DuPont: Delaware-based DuPont is benefiting from innovation-driven investment focused on several high-growth areas. It remains focused on driving growth through innovation and new product development. The acquisition of Spectrum Plastics Group has also strengthened DuPont's position in stable and fast-growing healthcare end markets. DuPont is also benefiting from cost synergy savings and productivity improvement actions. Its planned separation into three independent, publicly traded companies is also expected to drive significant growth opportunities.
DuPont, sporting a Zacks Rank #1, has expected earnings growth of 4.3% for 2024. The Zacks Consensus Estimate for DD's earnings for 2024 has been revised upward by 4.3% over the last 60 days. It beat the Zacks Consensus Estimate for earnings in each of the last four quarters at an average of roughly 9%.
Axalta Coating Systems: Pennsylvania-based Axalta is benefiting from the strength in refinish and light vehicle businesses, which is offsetting the weakness in industrial markets. The acquisition of CoverFlexx Group will enhance Axalta's refinish business by incorporating CoverFlexx's extensive range of automotive refinish and aftermarket coatings, including primers, basecoats, clearcoats and various detailing products. Axalta has also strategically expanded its portfolio by acquiring Andre Koch AG, a well-established Refinish distribution partner headquartered in Switzerland. Moreover, AXTA has raised its full-year 2024 earnings and free cash flow outlook based on strong first-quarter results and strategic actions to drive earnings.
Axalta, carrying a Zacks Rank #1, has expected earnings growth of 26.8% for 2024. The Zacks Consensus Estimate for AXTA's 2024 earnings has been revised upward by 5.9% over the last 60 days.
Cabot: Massachusetts-based Cabot is seeing strong results in its Reinforcement Materials segment driven by higher volumes in Asia and Europe, pricing and mix improvements, and the strength in the replacement tire market. Demand in the Performance Chemicals unit has also improved as de-stocking has ended. CBT's strong cash generation also facilitates a balanced capital allocation approach that emphasizes strategic investments, long-term earnings growth and shareholder returns while preserving a solid investment-grade balance sheet.
Cabot, a Zacks Rank #2 stock, has expected earnings growth of 26% for fiscal 2024. The Zacks Consensus Estimate for CBT's earnings for fiscal 2024 has been revised upward by 3% over the last 60 days.
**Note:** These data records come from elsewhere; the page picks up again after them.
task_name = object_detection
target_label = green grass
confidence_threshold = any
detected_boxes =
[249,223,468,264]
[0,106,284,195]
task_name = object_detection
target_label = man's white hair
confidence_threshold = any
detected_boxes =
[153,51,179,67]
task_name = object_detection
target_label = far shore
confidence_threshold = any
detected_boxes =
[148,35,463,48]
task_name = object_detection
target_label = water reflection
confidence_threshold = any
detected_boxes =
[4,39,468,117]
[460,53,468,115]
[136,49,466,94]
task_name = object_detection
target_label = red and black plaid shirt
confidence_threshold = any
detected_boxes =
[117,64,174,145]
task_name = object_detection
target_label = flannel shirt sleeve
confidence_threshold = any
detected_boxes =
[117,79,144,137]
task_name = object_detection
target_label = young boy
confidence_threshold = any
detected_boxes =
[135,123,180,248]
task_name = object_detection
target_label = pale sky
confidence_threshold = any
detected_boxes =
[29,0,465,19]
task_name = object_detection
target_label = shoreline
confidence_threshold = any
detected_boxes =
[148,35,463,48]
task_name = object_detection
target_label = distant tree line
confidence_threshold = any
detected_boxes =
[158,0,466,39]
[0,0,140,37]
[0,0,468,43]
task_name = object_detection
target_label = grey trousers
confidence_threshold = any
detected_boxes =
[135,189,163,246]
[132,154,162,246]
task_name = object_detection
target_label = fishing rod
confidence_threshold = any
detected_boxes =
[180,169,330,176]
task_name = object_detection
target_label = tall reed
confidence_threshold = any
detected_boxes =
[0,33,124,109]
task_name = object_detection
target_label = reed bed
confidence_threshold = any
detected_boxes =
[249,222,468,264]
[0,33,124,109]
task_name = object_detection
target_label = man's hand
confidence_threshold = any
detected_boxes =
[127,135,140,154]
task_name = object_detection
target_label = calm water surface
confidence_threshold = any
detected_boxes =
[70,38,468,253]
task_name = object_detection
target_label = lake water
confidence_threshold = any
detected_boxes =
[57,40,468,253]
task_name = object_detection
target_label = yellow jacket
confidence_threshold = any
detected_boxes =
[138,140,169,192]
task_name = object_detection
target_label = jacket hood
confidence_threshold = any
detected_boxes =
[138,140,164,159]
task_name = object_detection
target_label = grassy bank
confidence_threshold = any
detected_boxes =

Kronos Worldwide: Texas-based Kronos is expected to gain from higher demand for titanium dioxide (TiO2). Stronger demand for TiO2 in primary markets of Europe and North America is likely to drive its sales volumes. KRO is also expected to benefit from easing pricing pressure. Reduced energy costs, along with cost-reduction initiatives are expected to support margins.
Kronos Worldwide, carrying a Zacks Rank #2, has expected earnings growth of 297.7% for 2024. The Zacks Consensus Estimate for KRO's earnings for 2024 has been revised upward by 157.6% over the last 60 days.